Abro los ojos y el azul del cielo se refleja en mi rostro. Mi tez empieza a adquirir tonos azules, dorados, verdosos… Mis oídos se detienen en el sonido que producen las olas al romper con las rocas. El mar me ampara. Y ha estado ahí desde siempre para ser disfrutado por los sentidos, para jugar con él como niños en días de verano: hacer castillos de arena, saltar, bucear, buscar otros mundos bajo el agua salada, pero también ha estado siempre para sen contemplado. Sin prisas, sin excusas.
Me encuentro en Torrox, en una pequeña cala junto al famoso faro de la vieja ciudad romana de Caviclum, donde aún queda una importante huella de lo que fue este territorio durante los siglos IV y V. Los restos encontrados son de una necrópolis con una villa que posee más de 30 habitaciones, donde se localizaron esculturas, monedas, urnas y mosaicos; además de dos hornos de cocción de cerámicas, termas y una fábrica de salazones; configurándose así una villa a mare fundada en el siglo I y que tuvo su desarrollo hasta la invasión árabe en el S. VIII como demuestran las monedas visigodas encontradas.
Los primeros hallazgos de las ruinas del Faro de Torrox no se conocieron hasta 1773, en un momento donde la población rondaba los 3.000 habitantes y vivía de la caña de azúcar, y se adjudica el hallazgo al torrero del faro, Tomás García Ruiz.
Aquí, en la Punta de Torrox las piedras, las rocas y hasta el Faro que me vigila hablan, pese al paso del tiempo y a las tropelías de los hombres, y es fácil imaginar cómo vivían nuestros ancestros en estas tierras donde la brisa marina posee un olor peculiar, difícil de borrar que penetra en los poros de la piel.
A un lado de la cala en la que me sitúo se alza el Faro, junto a la desembocadura del río. Un faro que, pese a sus reformas, una trata de imaginar cómo fue. Me dirijo hasta la explanada que hay justo delante del Faro. Busco el horizonte, pero él me encuentra antes a mí que yo a él. Y el mar -el Mare Nostrum- me lanza una sonrisa cómplice. Estoy en el paraíso y el mejor clima de Europa me arropa. Miro a mí alrededor y no dejan de pasar viandantes que, como yo, se sienten atraídos por el pasado y el presente de estas tierras.

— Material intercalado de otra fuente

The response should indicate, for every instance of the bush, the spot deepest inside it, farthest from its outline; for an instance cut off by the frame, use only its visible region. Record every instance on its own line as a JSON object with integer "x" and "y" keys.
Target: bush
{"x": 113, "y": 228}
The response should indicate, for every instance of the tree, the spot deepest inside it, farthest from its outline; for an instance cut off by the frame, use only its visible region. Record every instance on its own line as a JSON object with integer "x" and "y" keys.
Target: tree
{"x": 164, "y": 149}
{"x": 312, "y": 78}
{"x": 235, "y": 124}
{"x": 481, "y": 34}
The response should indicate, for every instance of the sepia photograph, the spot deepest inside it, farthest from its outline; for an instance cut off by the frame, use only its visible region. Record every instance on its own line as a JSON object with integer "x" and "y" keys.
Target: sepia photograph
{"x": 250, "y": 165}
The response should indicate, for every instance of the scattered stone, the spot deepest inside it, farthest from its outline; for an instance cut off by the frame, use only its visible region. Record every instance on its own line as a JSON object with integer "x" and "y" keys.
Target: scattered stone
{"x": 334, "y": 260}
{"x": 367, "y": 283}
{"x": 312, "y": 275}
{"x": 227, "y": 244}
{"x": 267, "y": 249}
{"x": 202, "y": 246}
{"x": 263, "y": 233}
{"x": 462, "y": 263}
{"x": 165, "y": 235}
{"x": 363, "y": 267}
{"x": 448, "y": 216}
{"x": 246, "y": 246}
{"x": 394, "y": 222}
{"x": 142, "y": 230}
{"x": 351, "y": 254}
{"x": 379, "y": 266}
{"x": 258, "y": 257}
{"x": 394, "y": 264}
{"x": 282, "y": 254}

Un niño señala el mar y le suplica a su abuelo bajar hasta la orilla, un perro se sienta a junto a mí y me mira pidiendo una caricia. A él también le gusta el olor a mar.
Canta Serrat que si hay que llorar, es mejor hacerlo frente al mar, y cuánta razón tiene. Torrox guarda las callejas de polvo y piedra; un pueblo blanco que sí ve el mar. Un pueblo de cal y mar. Y también un pueblo donde emergió la ciudad romana de Caviclum; una villa donde conviven la tradición y el progreso, el turismo y la belleza, algo que ha atraído a millares de turistas en los últimos años.
Es momento de marchar, pero no quiero irme sin antes andar como si hubiese perdido el reloj. Recorro el paseo marítimo y sueño con perderme en la serenidad del Mediterráneo. Camino sobre el muro que divide la playa del paseo, evitando las farolas, como cuando era pequeña y mi madre me regañaba. Salto hasta la playa y llego hasta la orilla para sentir en mis manos el tacto y el frío del agua salada en pleno invierno.
Un barco navega hacia el puerto de Caleta de Vélez y decenas de pájaros le siguen. El sol se va escondiendo.
Un barco navega hacia el puerto de Caleta de Vélez y decenas de pájaros le siguen. El sol se va escondiendo. Tonos rojizos se dibujan en el cielo. Me detengo y trato de capturar ese momento. Todo parece ideado por una divinidad inspirada en lo sublime.